Meldau Eva-Lisa, Bista Shachi, Melgarejo-González Carlos, Norén G Niklas
Uppsala Monitoring Centre, Uppsala, Sweden.
BMC Med Inform Decis Mak. 2024 Dec 23;24(1):401. doi: 10.1186/s12911-024-02785-9.
Automated recognition and redaction of personal identifiers in free text can enable organisations to share data while protecting privacy. This is important in the context of pharmacovigilance since relevant detailed information on the clinical course of events, differential diagnosis, and patient-reported reflections may often only be conveyed in narrative form. The aim of this study is to develop and evaluate a method for automated redaction of person names in English narrative text on adverse event reports. The target domain for this study was case narratives from the United Kingdom's Yellow Card scheme, which collects and monitors information on suspected side effects to medicines and vaccines.

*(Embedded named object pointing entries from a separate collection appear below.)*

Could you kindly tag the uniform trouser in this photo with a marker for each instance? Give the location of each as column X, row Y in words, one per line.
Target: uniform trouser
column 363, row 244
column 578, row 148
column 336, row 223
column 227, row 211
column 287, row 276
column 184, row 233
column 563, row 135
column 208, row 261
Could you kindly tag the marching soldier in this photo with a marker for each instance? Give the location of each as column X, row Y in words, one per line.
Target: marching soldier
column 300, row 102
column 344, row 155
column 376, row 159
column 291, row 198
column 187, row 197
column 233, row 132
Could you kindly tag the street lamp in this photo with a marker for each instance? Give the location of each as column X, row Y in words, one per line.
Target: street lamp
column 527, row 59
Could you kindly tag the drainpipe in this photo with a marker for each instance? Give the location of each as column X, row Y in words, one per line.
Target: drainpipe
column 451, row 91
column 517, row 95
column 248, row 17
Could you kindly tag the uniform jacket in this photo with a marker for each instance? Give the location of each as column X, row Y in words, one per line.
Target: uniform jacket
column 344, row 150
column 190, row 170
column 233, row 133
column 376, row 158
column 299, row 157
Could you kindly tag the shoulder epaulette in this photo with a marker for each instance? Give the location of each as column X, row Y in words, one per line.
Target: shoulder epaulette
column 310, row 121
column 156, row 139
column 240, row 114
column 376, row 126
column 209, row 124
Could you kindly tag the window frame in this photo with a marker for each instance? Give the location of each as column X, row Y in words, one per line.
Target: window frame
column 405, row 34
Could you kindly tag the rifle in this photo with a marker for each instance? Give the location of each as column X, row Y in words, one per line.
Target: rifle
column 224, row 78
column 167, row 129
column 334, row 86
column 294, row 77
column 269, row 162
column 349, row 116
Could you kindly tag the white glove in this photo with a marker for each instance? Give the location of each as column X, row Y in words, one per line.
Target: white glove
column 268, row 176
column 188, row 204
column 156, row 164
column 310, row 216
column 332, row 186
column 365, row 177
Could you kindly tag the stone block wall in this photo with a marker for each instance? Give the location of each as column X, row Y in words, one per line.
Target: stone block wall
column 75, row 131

We finetuned BERT - a transformer-based neural network - for recognising names in case narratives. Training data consisted of newly annotated records from the Yellow Card data and of the i2b2 2014 deidentification challenge. Because the Yellow Card data contained few names, we used predictive models to select narratives for training. Performance was evaluated on a separate set of annotated narratives from the Yellow Card scheme. In-depth review determined whether (parts of) person names missed by the de-identification method could enable re-identification of the individual, and whether de-identification reduced the clinical utility of narratives by collaterally masking relevant information.
Recall on held-out Yellow Card data was 87% (155/179) at a precision of 55% (155/282) and a false-positive rate of 0.05% (127/ 263,451). Considering tokens longer than three characters separately, recall was 94% (102/108) and precision 58% (102/175). For 13 of the 5,042 narratives in Yellow Card test data (71 with person names), the method failed to flag at least one name token. According to in-depth review, the leaked information could enable direct identification for one narrative and indirect identification for two narratives. Clinically relevant information was removed in less than 1% of the 5,042 processed narratives; 97% of the narratives were completely untouched.
Automated redaction of names in free-text narratives of adverse event reports can achieve sufficient recall including shorter tokens like patient initials. In-depth review shows that the rare leaks that occur tend not to compromise patient confidentiality. Precision and false positive rates are acceptable with almost all clinically relevant information retained.
在自由文本中自动识别和编辑个人标识符,可使组织在保护隐私的同时共享数据。这在药物警戒背景下很重要,因为关于事件临床过程、鉴别诊断以及患者报告的想法等相关详细信息通常只能以叙述形式传达。本研究的目的是开发并评估一种对英文叙述性不良事件报告中的人名进行自动编辑的方法。本研究的目标领域是英国黄卡计划中的病例叙述,该计划收集并监测有关药品和疫苗疑似副作用的信息。
我们对基于变换器的神经网络BERT进行微调,以识别病例叙述中的人名。训练数据包括来自黄卡数据的新注释记录以及i2b2 2014去识别挑战数据。由于黄卡数据中人名较少,我们使用预测模型来选择用于训练的叙述。在另一组来自黄卡计划的注释叙述上评估性能。深入审查确定去识别方法遗漏的(部分)人名是否会导致个人被重新识别,以及去识别是否因附带掩盖相关信息而降低了叙述的临床实用性。
在保留的黄卡数据上,召回率为87%(155/179),精确率为55%(155/282),假阳性率为0.05%(127/263451)。分别考虑长度超过三个字符的词元,召回率为94%(102/108),精确率为58%(102/175)。在黄卡测试数据的5042条叙述(其中71条有人名)中,该方法未能标记至少一个人名词元的有13条。根据深入审查,泄露的信息能够直接识别一条叙述,间接识别两条叙述。在处理的5042条叙述中,不到1%的叙述中临床相关信息被删除;97%的叙述完全未受影响。
在不良事件报告的自由文本叙述中自动编辑人名能够实现足够的召回率,包括像患者姓名首字母这样较短的词元。深入审查表明,出现的罕见信息泄露往往不会损害患者的保密性。精确率和假阳性率是可接受的,几乎所有临床相关信息都得以保留。